Sitting through his first board meeting Thursday evening at the school’s Mint building, Mayor Nutter expressed interest as topics like Pell grants, policy from Harrisburg, and a grant given by the U.S. Department of Transportation came up. He says his interest in education was the only reason why he appointed himself and some key aides to help fill some of the seven vacant spots of the 15 member board.
“It’s not an overhaul at all,” he said.
“In accordance with the guidelines there is periodic turnover of board members. The board members have terms, we had a few people resign and some others did not reapply when their terms had ended. This is just standard operating procedure.”
However, Mayor Nutter becomes the first mayor in recent history to appoint himself to the CCP board. He said he is only one member of the board and they would work together.

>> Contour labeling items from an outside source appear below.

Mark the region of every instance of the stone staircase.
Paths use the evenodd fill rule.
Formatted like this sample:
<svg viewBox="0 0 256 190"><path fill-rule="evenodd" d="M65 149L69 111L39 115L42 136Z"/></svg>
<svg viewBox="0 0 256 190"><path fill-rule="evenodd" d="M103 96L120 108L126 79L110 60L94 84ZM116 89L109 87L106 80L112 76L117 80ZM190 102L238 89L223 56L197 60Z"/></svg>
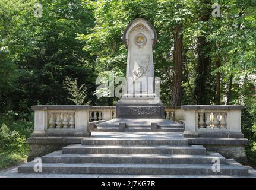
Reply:
<svg viewBox="0 0 256 190"><path fill-rule="evenodd" d="M95 124L91 131L118 132L120 131L119 124L125 123L126 132L150 132L152 131L152 123L157 124L157 132L184 132L182 124L165 119L121 119L116 118L103 122Z"/></svg>
<svg viewBox="0 0 256 190"><path fill-rule="evenodd" d="M102 132L42 157L45 173L248 176L248 170L201 145L189 145L180 132ZM220 163L212 170L213 160ZM35 163L18 168L33 173Z"/></svg>

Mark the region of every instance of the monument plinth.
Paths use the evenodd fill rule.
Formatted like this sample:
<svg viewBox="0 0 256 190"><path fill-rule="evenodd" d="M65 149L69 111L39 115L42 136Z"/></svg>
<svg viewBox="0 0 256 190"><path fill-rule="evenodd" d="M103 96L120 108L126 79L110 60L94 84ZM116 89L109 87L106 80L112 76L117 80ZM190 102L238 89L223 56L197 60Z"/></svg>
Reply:
<svg viewBox="0 0 256 190"><path fill-rule="evenodd" d="M128 49L126 90L116 104L117 118L163 118L164 106L156 91L153 48L157 42L154 27L137 18L125 28Z"/></svg>

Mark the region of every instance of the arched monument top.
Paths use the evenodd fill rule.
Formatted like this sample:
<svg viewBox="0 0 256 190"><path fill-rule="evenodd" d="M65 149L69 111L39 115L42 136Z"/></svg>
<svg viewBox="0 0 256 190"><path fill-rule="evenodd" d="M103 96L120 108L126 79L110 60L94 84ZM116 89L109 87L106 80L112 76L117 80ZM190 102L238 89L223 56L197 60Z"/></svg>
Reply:
<svg viewBox="0 0 256 190"><path fill-rule="evenodd" d="M124 30L123 35L123 41L125 46L127 48L128 48L128 39L131 31L132 30L132 28L135 28L140 24L141 24L143 26L145 27L146 28L147 28L147 30L149 30L150 33L153 34L152 47L154 48L157 41L157 35L156 34L156 30L150 22L142 18L138 18L134 19L133 21L132 21L128 24L125 30Z"/></svg>

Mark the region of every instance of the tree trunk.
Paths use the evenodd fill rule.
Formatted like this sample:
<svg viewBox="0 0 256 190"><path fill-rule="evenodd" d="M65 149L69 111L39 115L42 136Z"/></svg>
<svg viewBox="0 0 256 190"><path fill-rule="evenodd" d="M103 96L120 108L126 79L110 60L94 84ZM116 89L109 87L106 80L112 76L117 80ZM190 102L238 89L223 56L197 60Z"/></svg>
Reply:
<svg viewBox="0 0 256 190"><path fill-rule="evenodd" d="M231 99L231 93L232 89L232 83L233 83L233 74L231 74L229 77L229 89L227 94L227 104L229 104L229 102L230 102Z"/></svg>
<svg viewBox="0 0 256 190"><path fill-rule="evenodd" d="M181 34L182 24L178 24L173 31L173 83L172 85L172 106L181 105L181 77L182 71L183 35Z"/></svg>
<svg viewBox="0 0 256 190"><path fill-rule="evenodd" d="M219 68L221 65L220 56L220 53L218 53L217 55L217 60L216 62L216 69ZM216 73L216 90L215 100L216 104L220 104L220 74L219 71Z"/></svg>
<svg viewBox="0 0 256 190"><path fill-rule="evenodd" d="M210 19L211 11L210 8L207 7L209 7L211 2L208 0L201 0L200 2L206 6L204 7L204 10L200 12L199 17L201 21L206 22ZM203 34L199 36L197 42L198 64L197 66L197 76L195 80L195 94L197 104L208 104L210 101L206 87L208 85L207 80L209 77L210 62L210 59L207 53L210 52L211 49L206 40L206 34Z"/></svg>

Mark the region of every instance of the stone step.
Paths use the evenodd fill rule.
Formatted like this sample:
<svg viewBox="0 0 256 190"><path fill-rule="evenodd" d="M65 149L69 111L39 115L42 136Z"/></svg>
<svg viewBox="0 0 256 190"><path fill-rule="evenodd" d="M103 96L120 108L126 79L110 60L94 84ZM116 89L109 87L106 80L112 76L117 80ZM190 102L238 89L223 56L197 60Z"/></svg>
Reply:
<svg viewBox="0 0 256 190"><path fill-rule="evenodd" d="M85 138L81 141L83 145L188 145L188 141L185 138L176 138L171 140L161 139L132 139L124 138L120 140L115 138Z"/></svg>
<svg viewBox="0 0 256 190"><path fill-rule="evenodd" d="M205 154L202 145L189 146L92 146L70 145L62 148L62 154Z"/></svg>
<svg viewBox="0 0 256 190"><path fill-rule="evenodd" d="M118 132L119 131L118 126L98 126L97 128L93 129L93 131L96 132ZM181 127L162 127L157 129L157 132L183 132L184 128ZM126 132L151 132L151 126L130 126L125 129Z"/></svg>
<svg viewBox="0 0 256 190"><path fill-rule="evenodd" d="M18 167L18 173L33 173L35 163L31 162ZM248 169L241 166L221 164L214 172L212 164L43 163L42 173L184 175L248 176ZM37 173L37 172L36 172Z"/></svg>
<svg viewBox="0 0 256 190"><path fill-rule="evenodd" d="M214 160L213 160L214 159ZM106 163L106 164L213 164L219 159L226 164L226 159L217 153L206 155L187 154L62 154L55 151L42 157L43 163ZM213 160L214 160L213 162Z"/></svg>

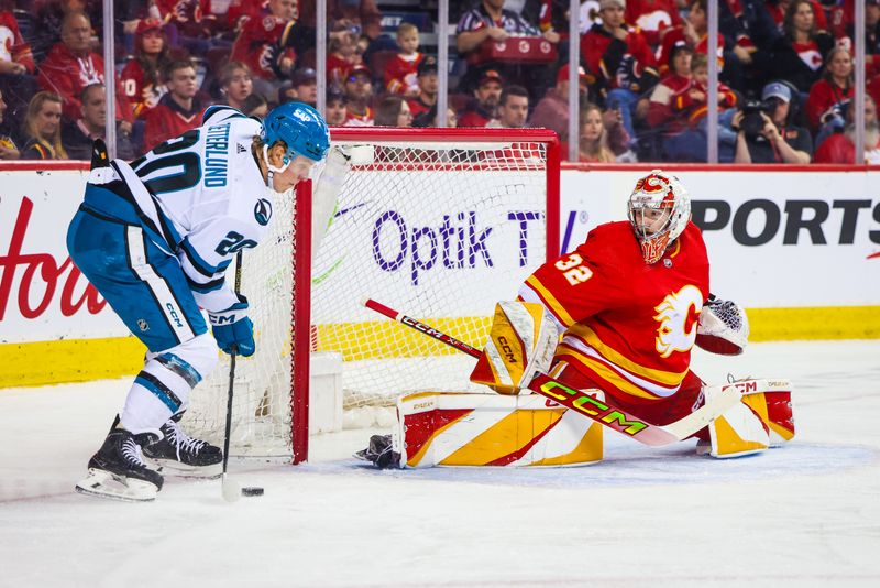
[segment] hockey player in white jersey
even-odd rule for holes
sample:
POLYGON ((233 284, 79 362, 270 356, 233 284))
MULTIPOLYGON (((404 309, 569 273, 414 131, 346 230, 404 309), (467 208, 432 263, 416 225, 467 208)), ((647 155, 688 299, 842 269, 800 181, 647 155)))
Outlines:
POLYGON ((154 499, 163 476, 147 468, 144 455, 164 462, 163 471, 220 473, 221 449, 189 437, 178 422, 190 392, 217 363, 218 346, 254 352, 248 300, 228 283, 226 269, 263 238, 272 220, 266 190, 285 192, 307 178, 329 141, 321 116, 304 104, 275 108, 262 126, 216 106, 201 127, 131 164, 92 160, 67 248, 148 351, 77 491, 154 499))

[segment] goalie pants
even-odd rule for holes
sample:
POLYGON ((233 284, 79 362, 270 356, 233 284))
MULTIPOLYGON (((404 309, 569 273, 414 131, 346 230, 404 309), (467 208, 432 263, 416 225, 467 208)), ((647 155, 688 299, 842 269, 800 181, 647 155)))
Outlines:
MULTIPOLYGON (((620 409, 656 425, 668 425, 683 418, 704 404, 703 385, 705 382, 690 370, 684 375, 678 392, 658 400, 636 398, 616 388, 609 389, 607 385, 603 388, 566 361, 554 363, 551 373, 562 383, 578 390, 597 388, 620 409)), ((708 431, 704 428, 694 436, 708 439, 708 431)))
POLYGON ((132 433, 155 431, 186 407, 193 388, 217 363, 217 345, 180 263, 142 227, 87 206, 70 222, 67 249, 76 266, 148 349, 120 420, 132 433))

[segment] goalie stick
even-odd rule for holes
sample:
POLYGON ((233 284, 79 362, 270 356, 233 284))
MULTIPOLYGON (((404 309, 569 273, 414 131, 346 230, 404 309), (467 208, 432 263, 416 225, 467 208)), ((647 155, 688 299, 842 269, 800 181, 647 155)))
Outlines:
MULTIPOLYGON (((414 328, 428 337, 437 339, 450 347, 468 353, 473 358, 480 357, 480 350, 471 347, 464 341, 460 341, 454 337, 447 335, 436 328, 416 320, 413 317, 406 316, 397 311, 392 309, 384 304, 376 302, 372 298, 365 298, 363 305, 375 311, 381 315, 385 315, 392 320, 396 320, 407 327, 414 328)), ((618 409, 608 401, 601 401, 594 399, 582 390, 575 390, 562 382, 547 375, 546 373, 536 372, 535 377, 528 386, 529 390, 536 392, 562 406, 572 411, 583 414, 587 418, 613 428, 618 433, 636 439, 639 443, 652 447, 662 447, 678 443, 686 437, 690 437, 704 426, 708 425, 714 418, 727 411, 730 406, 739 402, 740 392, 736 385, 726 386, 719 394, 716 394, 712 401, 706 402, 703 406, 695 410, 688 416, 680 418, 668 425, 653 425, 638 418, 628 412, 618 409)))

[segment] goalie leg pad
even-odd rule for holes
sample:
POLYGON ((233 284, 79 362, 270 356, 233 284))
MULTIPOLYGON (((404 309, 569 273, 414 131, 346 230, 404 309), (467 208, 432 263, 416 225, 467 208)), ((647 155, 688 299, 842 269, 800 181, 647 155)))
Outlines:
POLYGON ((550 369, 558 342, 559 331, 543 306, 499 302, 471 381, 502 394, 518 394, 536 371, 550 369))
POLYGON ((602 425, 538 395, 420 392, 400 396, 397 411, 400 467, 564 467, 603 457, 602 425))
POLYGON ((724 386, 707 386, 706 399, 735 385, 741 401, 710 424, 713 457, 739 457, 778 447, 794 437, 791 382, 744 380, 724 386))

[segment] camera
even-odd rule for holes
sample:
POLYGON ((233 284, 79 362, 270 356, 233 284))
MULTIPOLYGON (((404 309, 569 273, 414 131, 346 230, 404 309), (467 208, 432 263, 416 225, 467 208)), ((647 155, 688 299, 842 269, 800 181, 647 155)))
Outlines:
POLYGON ((761 112, 770 112, 770 107, 761 100, 746 100, 743 104, 743 121, 739 128, 746 133, 746 139, 755 140, 761 134, 765 120, 761 112))

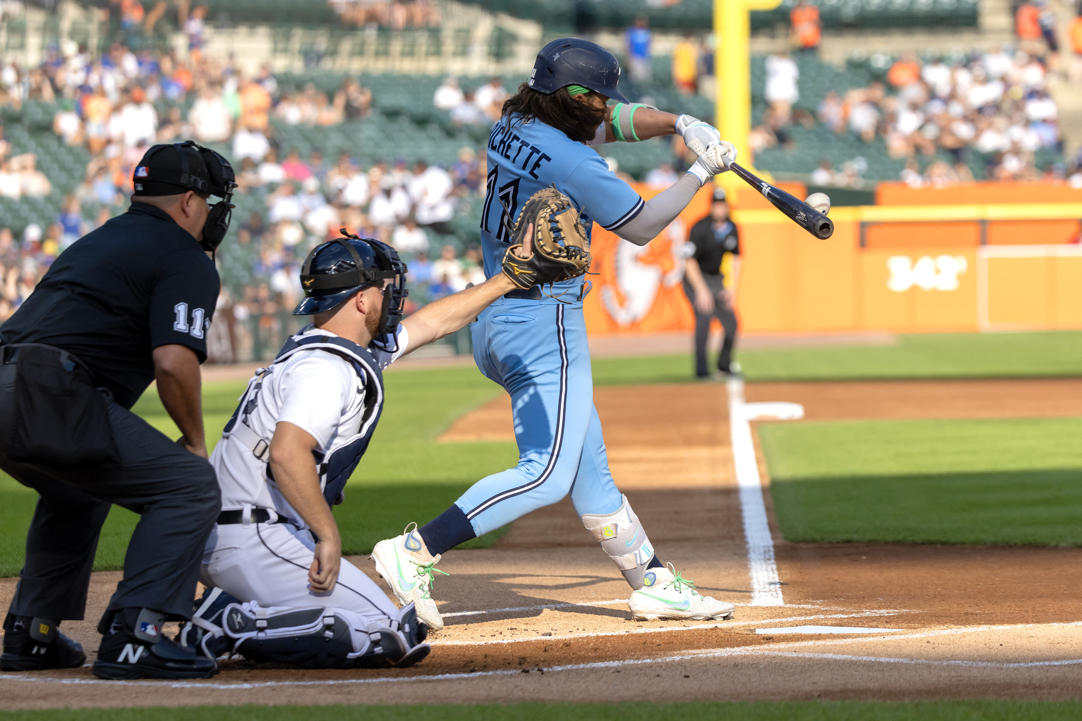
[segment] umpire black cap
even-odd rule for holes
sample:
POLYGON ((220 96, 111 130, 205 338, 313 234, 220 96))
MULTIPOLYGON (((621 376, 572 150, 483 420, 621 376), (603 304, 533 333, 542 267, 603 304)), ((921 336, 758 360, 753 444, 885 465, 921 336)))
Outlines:
POLYGON ((527 83, 544 94, 568 85, 582 85, 620 103, 630 103, 617 90, 620 62, 596 42, 559 38, 541 49, 527 83))

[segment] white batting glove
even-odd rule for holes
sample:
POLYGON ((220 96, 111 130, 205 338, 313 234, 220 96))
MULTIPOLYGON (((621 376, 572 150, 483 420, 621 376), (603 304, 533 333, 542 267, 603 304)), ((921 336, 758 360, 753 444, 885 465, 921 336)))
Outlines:
POLYGON ((695 161, 695 164, 687 172, 699 178, 699 187, 702 187, 714 175, 727 171, 729 164, 736 161, 736 159, 737 149, 733 144, 727 141, 720 141, 712 143, 700 152, 699 159, 695 161))
POLYGON ((712 143, 722 142, 722 134, 716 128, 691 116, 676 119, 676 134, 684 138, 684 144, 697 156, 701 156, 712 143))

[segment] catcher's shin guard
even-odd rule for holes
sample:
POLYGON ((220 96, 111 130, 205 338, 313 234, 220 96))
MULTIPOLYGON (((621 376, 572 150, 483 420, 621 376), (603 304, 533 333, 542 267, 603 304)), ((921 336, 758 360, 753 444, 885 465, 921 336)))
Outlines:
POLYGON ((602 550, 612 559, 631 587, 642 588, 646 564, 654 557, 654 545, 631 509, 628 496, 623 496, 623 505, 615 513, 590 513, 582 517, 582 524, 594 534, 602 550))

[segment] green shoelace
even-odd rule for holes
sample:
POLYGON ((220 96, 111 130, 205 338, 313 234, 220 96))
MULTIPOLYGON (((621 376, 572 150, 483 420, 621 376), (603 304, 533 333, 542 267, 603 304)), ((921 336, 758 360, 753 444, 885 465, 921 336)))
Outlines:
POLYGON ((430 561, 428 563, 418 563, 413 559, 410 559, 409 562, 412 563, 413 565, 415 565, 418 568, 418 572, 417 572, 418 576, 427 576, 428 577, 428 580, 424 584, 424 596, 422 596, 421 598, 426 598, 426 599, 427 598, 432 598, 431 596, 428 596, 428 591, 432 590, 432 584, 435 583, 435 580, 436 580, 436 577, 433 575, 434 573, 441 573, 445 576, 451 575, 451 574, 447 573, 446 571, 440 571, 439 569, 435 568, 435 565, 436 565, 435 561, 430 561))

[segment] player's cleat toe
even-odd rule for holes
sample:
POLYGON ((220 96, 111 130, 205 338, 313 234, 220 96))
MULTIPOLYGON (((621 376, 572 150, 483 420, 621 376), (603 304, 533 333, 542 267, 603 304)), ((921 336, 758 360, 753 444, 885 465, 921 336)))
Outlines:
POLYGON ((632 591, 628 606, 635 620, 728 620, 736 609, 731 603, 701 596, 672 563, 665 569, 649 569, 644 586, 632 591))
POLYGON ((42 671, 79 668, 87 660, 82 645, 64 636, 57 622, 8 614, 4 620, 0 671, 42 671))
POLYGON ((410 523, 403 535, 375 544, 372 560, 375 561, 375 571, 387 582, 398 601, 404 605, 412 602, 417 606, 417 617, 430 629, 438 631, 444 628, 444 619, 432 600, 432 582, 437 573, 448 574, 435 568, 439 556, 432 561, 419 557, 422 546, 415 526, 415 523, 410 523))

“Working in conjunction with the President, the faculty, the unions and everyone else just to create an educational environment that is most open, most welcoming and supportive of the most supportive people here, which are the students,” Nutter said.
School President Dr. Stephen Curtis said the Mayor’s involvement will be positive.
“He has been the most vocal mayor, I’m aware of, in terms of the need for education and he’s tried to do things about it,” he said.
Curtis, who has been president since 1999, was asked about his fate because there had been rumblings he himself may be soon on his way out.
“Never heard a single one of those rumors,” he said.
Also in attendance at the board meeting, John Braxton and Stephen Jones, co-presidents of the Faculty and Staff Federation of Community College of Philadelphia. The union represents full and part-time faculty and other school employees. They have been working without a new contract since August 2011.
“Glad to see the Mayor now on board. We have to think that has to be good for the college, Braxton said. “In particular for us, we have a labor dispute that has been going on. We hope that the involvement of the mayor means we can move forward.”
Braxton described their relationship with the board’s negotiators as “cordial” but expressed disappointment an agreement has not been reached, one of the sticking points, the union says, is the issue of paying for healthcare.
“Unfortunately the reason why we’re stuck right now is they’ve put an offer in front of us that they said they’re not interested in budging off of,” Jones said.
The Mayor, when asked about the negotiations, wouldn’t comment specifically about involvement in talks but said they would try to move forward.